Como sempre em Denis, trata-se de um filme essencialmente lacónico, somático, mais sensorial do que narrativo, sacrificando legibilidade em prol da atmosfera, preferindo trabalhar elipses, cores e texturas. Denis olha para o cinema numa perspectiva musical, com o ritmo dentro e entre as imagens a encontrarem uma coreografia emocional pela apresentação de membros, rostos, olhares, roupas e cabelos de forma sensualizada, fazendo de cada filme uma autêntica sinfonia visual de corpos. É por isso que a sua obra é feita de planos fechados, de poses e gestos, de olhos dirigidos para um fora-de-campo desconhecido, de mãos a acariciarem cabelos soltos, de cabeças ao encontro de peitos e dorsos, num jogo visual íntimo e harmonioso na forma com que se encanta pela topografia da pele, seja coberta ou despida. É um cinema de ritmo, textura e atmosfera, onde o corpo humano existe como grande questão filosófica. Questão filosófica essa que talvez nunca tenha sido tão central para Denis como aqui.
Falemos na personagem de Juliette Binoche, a médica que usa os prisioneiros como cobaias para as suas experiências reprodutivas. Alguns dirão que a cena em que ela usa a “fuckbox” é escusada. Nós dizemos que é o coração do filme inteiro. High Life é, reiteramos, uma alegoria sobre o desespero pela intimidade humana, uma meditação alusiva do lado destrutivo da libido humana em ambiente de clausura. É por isso que Denis filma essa cena da mesma maneira com que filma o Espaço lá fora: há apenas o escuro, o vazio, o nada. Trata-se de um momento simultaneamente frio e violento, onde o calor do corpo feminino está ausente para predominar uma visão asséptica e crua da manifestação das pulsões mais primitivas. A personagem de Binoche, afinal, sente-se tão atormentada pelo remorso de ter assassinado intencionalmente os filhos e o marido, que só nesta caixa encontra um espaço de exorcização temporária da culpa, que só no refúgio perecível do orgasmo mecânico encontra o esquecimento. Mas é também em Binoche, nomeadamente na forma como faz daquelas experiências com os cativos o seu propósito existencial, que vemos espelhada as intenções de Denis: falar da possibilidade de encontrar num meio marcado pelo ódio, pelo crime e pela morte, o milagre da vida.

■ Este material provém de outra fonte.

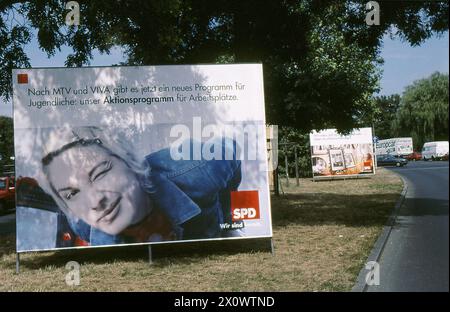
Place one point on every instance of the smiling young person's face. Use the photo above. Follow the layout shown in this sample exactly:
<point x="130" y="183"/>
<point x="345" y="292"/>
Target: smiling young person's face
<point x="98" y="188"/>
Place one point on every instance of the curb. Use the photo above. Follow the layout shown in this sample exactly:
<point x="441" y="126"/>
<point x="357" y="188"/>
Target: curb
<point x="378" y="248"/>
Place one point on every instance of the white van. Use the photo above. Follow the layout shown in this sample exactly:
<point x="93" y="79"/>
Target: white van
<point x="434" y="150"/>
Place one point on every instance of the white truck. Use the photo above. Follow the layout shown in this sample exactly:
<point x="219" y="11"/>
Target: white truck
<point x="435" y="150"/>
<point x="394" y="146"/>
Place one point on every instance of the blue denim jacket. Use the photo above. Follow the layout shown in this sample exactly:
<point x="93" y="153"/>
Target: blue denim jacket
<point x="193" y="194"/>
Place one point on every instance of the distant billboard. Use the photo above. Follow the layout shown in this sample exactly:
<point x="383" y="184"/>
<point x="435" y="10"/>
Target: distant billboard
<point x="333" y="154"/>
<point x="394" y="146"/>
<point x="139" y="154"/>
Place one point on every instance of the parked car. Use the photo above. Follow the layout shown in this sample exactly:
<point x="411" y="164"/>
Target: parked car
<point x="434" y="150"/>
<point x="7" y="193"/>
<point x="414" y="156"/>
<point x="389" y="160"/>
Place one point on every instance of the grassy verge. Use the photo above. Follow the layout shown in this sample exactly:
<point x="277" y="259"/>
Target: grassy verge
<point x="323" y="233"/>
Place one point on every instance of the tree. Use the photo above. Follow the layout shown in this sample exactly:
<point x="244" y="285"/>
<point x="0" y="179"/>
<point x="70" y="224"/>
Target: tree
<point x="320" y="58"/>
<point x="385" y="107"/>
<point x="423" y="111"/>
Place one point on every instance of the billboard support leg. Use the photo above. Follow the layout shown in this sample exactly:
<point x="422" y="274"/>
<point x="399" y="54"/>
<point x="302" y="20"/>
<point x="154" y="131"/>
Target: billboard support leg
<point x="150" y="256"/>
<point x="17" y="263"/>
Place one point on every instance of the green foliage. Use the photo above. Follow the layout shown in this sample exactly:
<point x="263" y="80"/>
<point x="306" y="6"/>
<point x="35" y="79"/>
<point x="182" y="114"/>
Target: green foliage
<point x="385" y="108"/>
<point x="291" y="140"/>
<point x="423" y="111"/>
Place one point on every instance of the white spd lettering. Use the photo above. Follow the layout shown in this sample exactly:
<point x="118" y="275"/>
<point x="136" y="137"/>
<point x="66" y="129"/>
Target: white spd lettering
<point x="244" y="213"/>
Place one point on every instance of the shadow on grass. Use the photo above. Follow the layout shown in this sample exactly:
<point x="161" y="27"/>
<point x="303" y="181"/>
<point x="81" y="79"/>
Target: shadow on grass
<point x="161" y="254"/>
<point x="298" y="209"/>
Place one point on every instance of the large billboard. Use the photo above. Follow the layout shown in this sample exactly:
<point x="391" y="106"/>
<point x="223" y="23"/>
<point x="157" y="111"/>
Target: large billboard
<point x="394" y="146"/>
<point x="333" y="154"/>
<point x="139" y="155"/>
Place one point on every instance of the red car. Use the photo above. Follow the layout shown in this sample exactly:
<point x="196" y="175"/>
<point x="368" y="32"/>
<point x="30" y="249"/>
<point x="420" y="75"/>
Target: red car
<point x="414" y="156"/>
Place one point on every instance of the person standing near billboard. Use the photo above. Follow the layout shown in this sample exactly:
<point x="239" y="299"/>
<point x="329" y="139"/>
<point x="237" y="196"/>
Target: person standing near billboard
<point x="109" y="196"/>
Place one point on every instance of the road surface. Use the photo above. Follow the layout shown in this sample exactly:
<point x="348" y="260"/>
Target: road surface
<point x="415" y="257"/>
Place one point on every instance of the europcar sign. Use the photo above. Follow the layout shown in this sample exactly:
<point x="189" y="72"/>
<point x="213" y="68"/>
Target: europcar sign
<point x="139" y="155"/>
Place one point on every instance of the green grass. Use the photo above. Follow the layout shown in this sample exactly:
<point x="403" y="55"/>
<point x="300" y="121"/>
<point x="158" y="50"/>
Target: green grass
<point x="323" y="233"/>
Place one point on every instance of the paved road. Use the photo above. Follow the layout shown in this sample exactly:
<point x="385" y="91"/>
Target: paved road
<point x="415" y="257"/>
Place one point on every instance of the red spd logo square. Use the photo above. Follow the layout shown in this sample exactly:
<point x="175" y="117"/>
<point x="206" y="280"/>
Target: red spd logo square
<point x="244" y="205"/>
<point x="22" y="78"/>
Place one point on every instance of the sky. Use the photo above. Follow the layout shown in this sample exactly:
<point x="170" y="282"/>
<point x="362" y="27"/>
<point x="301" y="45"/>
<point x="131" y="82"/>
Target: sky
<point x="403" y="64"/>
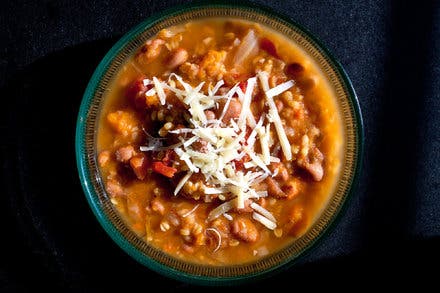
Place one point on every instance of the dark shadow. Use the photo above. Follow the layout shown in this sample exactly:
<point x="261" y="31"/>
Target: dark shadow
<point x="392" y="190"/>
<point x="54" y="240"/>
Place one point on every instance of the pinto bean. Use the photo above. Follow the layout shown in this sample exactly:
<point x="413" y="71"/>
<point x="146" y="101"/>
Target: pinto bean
<point x="177" y="57"/>
<point x="103" y="158"/>
<point x="273" y="188"/>
<point x="151" y="50"/>
<point x="114" y="188"/>
<point x="297" y="221"/>
<point x="244" y="229"/>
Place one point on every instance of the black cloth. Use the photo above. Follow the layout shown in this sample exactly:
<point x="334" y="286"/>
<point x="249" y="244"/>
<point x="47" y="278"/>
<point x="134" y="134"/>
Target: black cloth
<point x="51" y="240"/>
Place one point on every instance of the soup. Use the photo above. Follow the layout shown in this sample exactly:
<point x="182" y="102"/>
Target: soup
<point x="219" y="141"/>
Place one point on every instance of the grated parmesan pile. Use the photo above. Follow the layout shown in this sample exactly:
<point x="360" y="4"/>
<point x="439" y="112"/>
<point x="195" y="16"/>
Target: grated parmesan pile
<point x="227" y="142"/>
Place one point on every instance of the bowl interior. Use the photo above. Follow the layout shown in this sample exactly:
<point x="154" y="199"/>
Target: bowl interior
<point x="87" y="136"/>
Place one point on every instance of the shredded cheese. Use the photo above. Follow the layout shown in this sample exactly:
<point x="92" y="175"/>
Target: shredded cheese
<point x="226" y="143"/>
<point x="273" y="112"/>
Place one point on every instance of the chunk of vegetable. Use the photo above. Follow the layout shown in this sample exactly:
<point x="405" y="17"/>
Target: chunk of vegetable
<point x="161" y="168"/>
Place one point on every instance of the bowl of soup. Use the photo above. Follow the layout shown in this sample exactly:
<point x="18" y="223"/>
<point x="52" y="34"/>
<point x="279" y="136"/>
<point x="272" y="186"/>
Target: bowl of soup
<point x="218" y="143"/>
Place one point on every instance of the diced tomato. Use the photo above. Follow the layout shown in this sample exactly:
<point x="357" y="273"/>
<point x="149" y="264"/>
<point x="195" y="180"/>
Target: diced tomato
<point x="139" y="164"/>
<point x="161" y="168"/>
<point x="294" y="69"/>
<point x="269" y="47"/>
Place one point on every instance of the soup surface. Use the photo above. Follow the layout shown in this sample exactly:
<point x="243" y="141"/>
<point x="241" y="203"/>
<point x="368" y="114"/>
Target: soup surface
<point x="219" y="141"/>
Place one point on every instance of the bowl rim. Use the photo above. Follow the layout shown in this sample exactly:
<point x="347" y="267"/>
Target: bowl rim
<point x="84" y="173"/>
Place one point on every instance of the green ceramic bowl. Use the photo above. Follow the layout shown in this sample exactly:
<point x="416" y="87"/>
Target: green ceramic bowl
<point x="108" y="216"/>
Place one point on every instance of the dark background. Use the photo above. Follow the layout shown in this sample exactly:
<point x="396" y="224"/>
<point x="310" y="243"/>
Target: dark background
<point x="390" y="230"/>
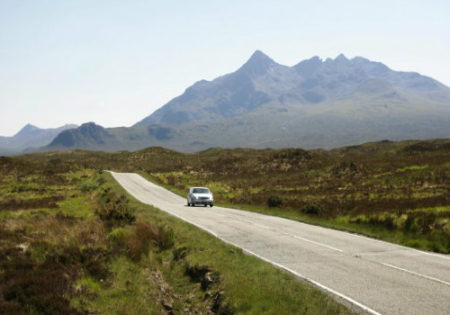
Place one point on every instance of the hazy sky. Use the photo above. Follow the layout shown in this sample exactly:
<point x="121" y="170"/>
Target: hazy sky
<point x="115" y="62"/>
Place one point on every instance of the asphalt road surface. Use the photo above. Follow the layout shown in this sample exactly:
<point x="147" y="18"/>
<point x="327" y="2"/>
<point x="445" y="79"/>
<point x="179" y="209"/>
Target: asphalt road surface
<point x="375" y="277"/>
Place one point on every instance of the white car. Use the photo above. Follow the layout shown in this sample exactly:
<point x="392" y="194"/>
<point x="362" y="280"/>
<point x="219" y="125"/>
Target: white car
<point x="200" y="196"/>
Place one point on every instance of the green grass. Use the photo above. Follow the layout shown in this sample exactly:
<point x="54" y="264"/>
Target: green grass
<point x="250" y="285"/>
<point x="129" y="291"/>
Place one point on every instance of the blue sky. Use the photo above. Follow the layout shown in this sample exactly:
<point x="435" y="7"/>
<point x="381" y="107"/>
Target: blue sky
<point x="115" y="62"/>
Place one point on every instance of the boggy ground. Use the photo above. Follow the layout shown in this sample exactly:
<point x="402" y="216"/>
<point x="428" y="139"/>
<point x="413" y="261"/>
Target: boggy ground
<point x="72" y="242"/>
<point x="396" y="191"/>
<point x="399" y="192"/>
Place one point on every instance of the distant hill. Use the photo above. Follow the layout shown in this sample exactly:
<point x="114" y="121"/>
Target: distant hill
<point x="313" y="104"/>
<point x="30" y="137"/>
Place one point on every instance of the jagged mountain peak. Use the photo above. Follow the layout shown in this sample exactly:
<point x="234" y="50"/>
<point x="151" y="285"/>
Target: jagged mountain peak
<point x="257" y="64"/>
<point x="28" y="128"/>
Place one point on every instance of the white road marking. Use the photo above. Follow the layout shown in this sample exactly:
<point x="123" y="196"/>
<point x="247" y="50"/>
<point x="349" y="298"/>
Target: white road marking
<point x="314" y="242"/>
<point x="349" y="299"/>
<point x="433" y="254"/>
<point x="417" y="274"/>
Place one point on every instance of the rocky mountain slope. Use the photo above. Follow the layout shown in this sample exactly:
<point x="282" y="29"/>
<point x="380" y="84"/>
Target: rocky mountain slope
<point x="313" y="104"/>
<point x="30" y="137"/>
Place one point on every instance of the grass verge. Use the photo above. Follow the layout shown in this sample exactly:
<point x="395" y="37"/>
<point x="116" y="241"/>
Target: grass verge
<point x="242" y="284"/>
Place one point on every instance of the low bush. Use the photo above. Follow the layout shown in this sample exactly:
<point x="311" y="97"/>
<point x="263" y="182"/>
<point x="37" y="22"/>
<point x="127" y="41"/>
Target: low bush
<point x="312" y="209"/>
<point x="274" y="201"/>
<point x="114" y="209"/>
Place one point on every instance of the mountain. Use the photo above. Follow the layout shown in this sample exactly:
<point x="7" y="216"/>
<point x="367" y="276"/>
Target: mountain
<point x="29" y="137"/>
<point x="313" y="104"/>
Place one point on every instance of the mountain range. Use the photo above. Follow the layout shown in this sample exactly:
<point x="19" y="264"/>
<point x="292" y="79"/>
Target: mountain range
<point x="30" y="138"/>
<point x="313" y="104"/>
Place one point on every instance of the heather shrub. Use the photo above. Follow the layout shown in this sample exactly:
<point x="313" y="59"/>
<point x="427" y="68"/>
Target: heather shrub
<point x="274" y="201"/>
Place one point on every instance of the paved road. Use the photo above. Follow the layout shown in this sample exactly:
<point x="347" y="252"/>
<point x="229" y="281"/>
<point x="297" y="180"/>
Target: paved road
<point x="378" y="277"/>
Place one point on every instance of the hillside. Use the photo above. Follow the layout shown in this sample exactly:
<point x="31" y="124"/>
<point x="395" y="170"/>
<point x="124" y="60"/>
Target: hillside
<point x="397" y="191"/>
<point x="313" y="104"/>
<point x="30" y="137"/>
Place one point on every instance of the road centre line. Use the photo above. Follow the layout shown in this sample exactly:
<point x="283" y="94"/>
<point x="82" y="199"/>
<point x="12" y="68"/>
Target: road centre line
<point x="298" y="237"/>
<point x="416" y="274"/>
<point x="432" y="254"/>
<point x="314" y="242"/>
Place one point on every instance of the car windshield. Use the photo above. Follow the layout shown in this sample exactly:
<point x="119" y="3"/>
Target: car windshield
<point x="200" y="190"/>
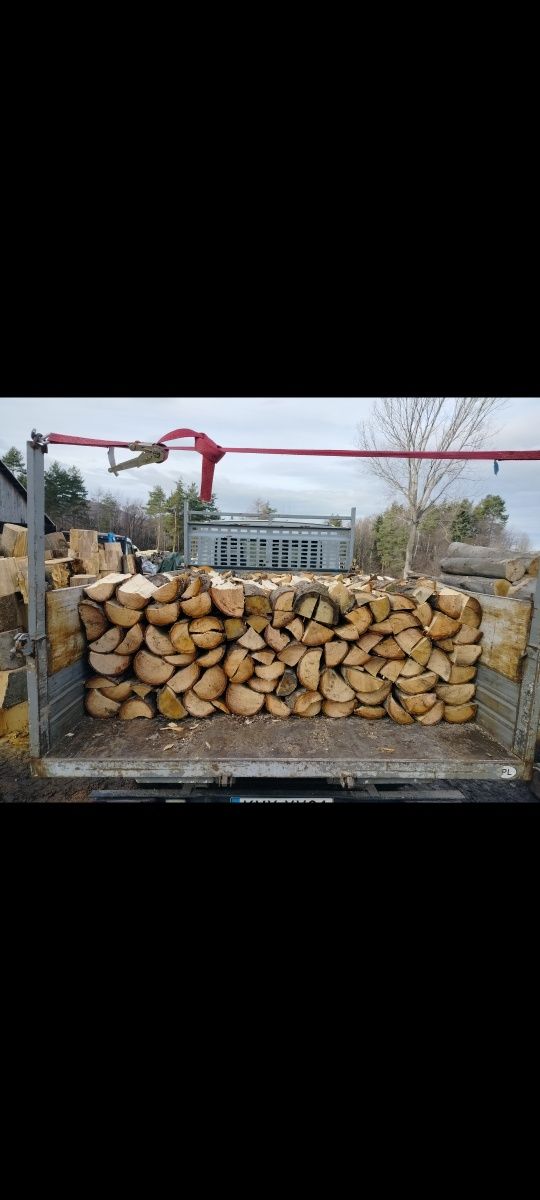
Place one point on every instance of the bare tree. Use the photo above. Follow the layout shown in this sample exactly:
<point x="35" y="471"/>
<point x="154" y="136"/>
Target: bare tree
<point x="424" y="423"/>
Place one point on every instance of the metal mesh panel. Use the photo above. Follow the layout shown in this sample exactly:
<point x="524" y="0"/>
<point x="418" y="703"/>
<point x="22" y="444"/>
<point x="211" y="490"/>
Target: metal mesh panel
<point x="276" y="547"/>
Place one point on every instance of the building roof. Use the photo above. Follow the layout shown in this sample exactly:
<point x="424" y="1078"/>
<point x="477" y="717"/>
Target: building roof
<point x="49" y="527"/>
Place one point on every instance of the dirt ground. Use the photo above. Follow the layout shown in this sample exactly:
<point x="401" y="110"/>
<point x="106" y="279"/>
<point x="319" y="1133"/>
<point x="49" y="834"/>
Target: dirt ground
<point x="18" y="786"/>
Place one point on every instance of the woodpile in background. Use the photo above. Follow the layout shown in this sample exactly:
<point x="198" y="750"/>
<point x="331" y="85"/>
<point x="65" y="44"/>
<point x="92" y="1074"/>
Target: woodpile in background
<point x="199" y="642"/>
<point x="490" y="570"/>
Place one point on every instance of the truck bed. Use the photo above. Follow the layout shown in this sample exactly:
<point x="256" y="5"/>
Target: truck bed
<point x="263" y="747"/>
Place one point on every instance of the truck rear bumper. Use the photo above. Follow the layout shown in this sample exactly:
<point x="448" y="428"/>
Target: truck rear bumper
<point x="227" y="748"/>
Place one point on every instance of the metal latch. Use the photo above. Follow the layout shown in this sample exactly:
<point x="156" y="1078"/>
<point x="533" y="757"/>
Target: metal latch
<point x="149" y="453"/>
<point x="25" y="645"/>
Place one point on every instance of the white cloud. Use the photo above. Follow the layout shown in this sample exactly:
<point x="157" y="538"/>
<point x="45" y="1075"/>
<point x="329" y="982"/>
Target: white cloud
<point x="294" y="485"/>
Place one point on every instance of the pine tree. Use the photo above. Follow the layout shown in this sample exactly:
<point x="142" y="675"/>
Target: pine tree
<point x="66" y="497"/>
<point x="15" y="461"/>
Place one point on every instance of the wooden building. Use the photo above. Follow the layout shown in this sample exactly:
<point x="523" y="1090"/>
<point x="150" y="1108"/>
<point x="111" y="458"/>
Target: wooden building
<point x="13" y="501"/>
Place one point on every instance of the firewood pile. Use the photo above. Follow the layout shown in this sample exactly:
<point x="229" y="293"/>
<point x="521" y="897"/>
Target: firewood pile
<point x="201" y="642"/>
<point x="489" y="570"/>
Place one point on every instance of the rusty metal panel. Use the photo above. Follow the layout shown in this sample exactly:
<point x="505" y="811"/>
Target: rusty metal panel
<point x="66" y="700"/>
<point x="497" y="700"/>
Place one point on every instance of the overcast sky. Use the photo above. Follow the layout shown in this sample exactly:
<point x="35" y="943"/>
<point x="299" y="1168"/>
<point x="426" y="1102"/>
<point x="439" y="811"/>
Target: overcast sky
<point x="292" y="485"/>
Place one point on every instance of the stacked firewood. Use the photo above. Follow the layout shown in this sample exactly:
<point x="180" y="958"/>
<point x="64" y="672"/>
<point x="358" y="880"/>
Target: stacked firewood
<point x="198" y="643"/>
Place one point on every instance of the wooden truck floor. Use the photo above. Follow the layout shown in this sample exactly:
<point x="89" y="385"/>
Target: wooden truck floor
<point x="263" y="747"/>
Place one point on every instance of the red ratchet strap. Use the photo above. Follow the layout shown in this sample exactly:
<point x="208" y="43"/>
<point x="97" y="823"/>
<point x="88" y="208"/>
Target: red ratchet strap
<point x="211" y="453"/>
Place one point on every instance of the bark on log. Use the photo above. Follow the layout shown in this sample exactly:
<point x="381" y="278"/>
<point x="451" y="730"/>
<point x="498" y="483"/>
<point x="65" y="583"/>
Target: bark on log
<point x="511" y="569"/>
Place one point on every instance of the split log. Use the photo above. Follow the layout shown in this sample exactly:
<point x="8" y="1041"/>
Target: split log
<point x="337" y="709"/>
<point x="457" y="714"/>
<point x="274" y="671"/>
<point x="433" y="714"/>
<point x="251" y="640"/>
<point x="335" y="653"/>
<point x="243" y="701"/>
<point x="287" y="684"/>
<point x="149" y="669"/>
<point x="418" y="706"/>
<point x="467" y="636"/>
<point x="307" y="703"/>
<point x="408" y="639"/>
<point x="341" y="595"/>
<point x="262" y="685"/>
<point x="213" y="658"/>
<point x="185" y="678"/>
<point x="228" y="598"/>
<point x="166" y="613"/>
<point x="108" y="641"/>
<point x="234" y="628"/>
<point x="423" y="651"/>
<point x="171" y="705"/>
<point x="295" y="628"/>
<point x="462" y="675"/>
<point x="316" y="634"/>
<point x="346" y="633"/>
<point x="282" y="618"/>
<point x="397" y="712"/>
<point x="257" y="622"/>
<point x="439" y="664"/>
<point x="424" y="613"/>
<point x="264" y="657"/>
<point x="276" y="707"/>
<point x="282" y="599"/>
<point x="141" y="689"/>
<point x="118" y="690"/>
<point x="442" y="627"/>
<point x="456" y="694"/>
<point x="292" y="654"/>
<point x="409" y="670"/>
<point x="361" y="618"/>
<point x="109" y="664"/>
<point x="137" y="592"/>
<point x="181" y="660"/>
<point x="315" y="601"/>
<point x="211" y="684"/>
<point x="100" y="706"/>
<point x="197" y="707"/>
<point x="376" y="697"/>
<point x="389" y="648"/>
<point x="355" y="657"/>
<point x="207" y="633"/>
<point x="360" y="681"/>
<point x="466" y="655"/>
<point x="333" y="687"/>
<point x="396" y="667"/>
<point x="137" y="707"/>
<point x="233" y="659"/>
<point x="309" y="670"/>
<point x="119" y="615"/>
<point x="418" y="684"/>
<point x="375" y="664"/>
<point x="106" y="587"/>
<point x="157" y="641"/>
<point x="94" y="619"/>
<point x="181" y="639"/>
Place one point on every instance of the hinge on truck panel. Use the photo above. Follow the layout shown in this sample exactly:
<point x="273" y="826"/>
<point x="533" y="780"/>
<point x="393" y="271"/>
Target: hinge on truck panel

Para concluir, refiramos o final que, como aquele inesquecível plano que acompanha Monte a ensinar a filha a andar, não nos deixa de parecer das coisas mais bonitas que Denis já filmou. Depois da morte da tripulação, depois de anos sozinhos à deriva no Espaço, depois de terem, enfim, cientes e com o pensamento cristalizado de que estão totalmente sós e inalcançáveis à civilização, só duas frases, dadas da maneira mais estóica imaginável, precedem o que Monte e a filha farão de seguida, ao estarem diante daquele buraco negro que tudo absorve. “Shall we?”, “Yes”. É um convite para a morte partilhada ou para simplesmente verem o que está do outro lado? O que quer que seja, sabemos, tal como eles sabem, que aquele é o local que marca o término desta viagem, um lugar remoto do Universo onde encontram, por fim, paz, absolvição, liberdade, com apenas as estrelas como testemunhas. Mais do que isto nunca importará. Pelo menos, no cinema, nunca importará.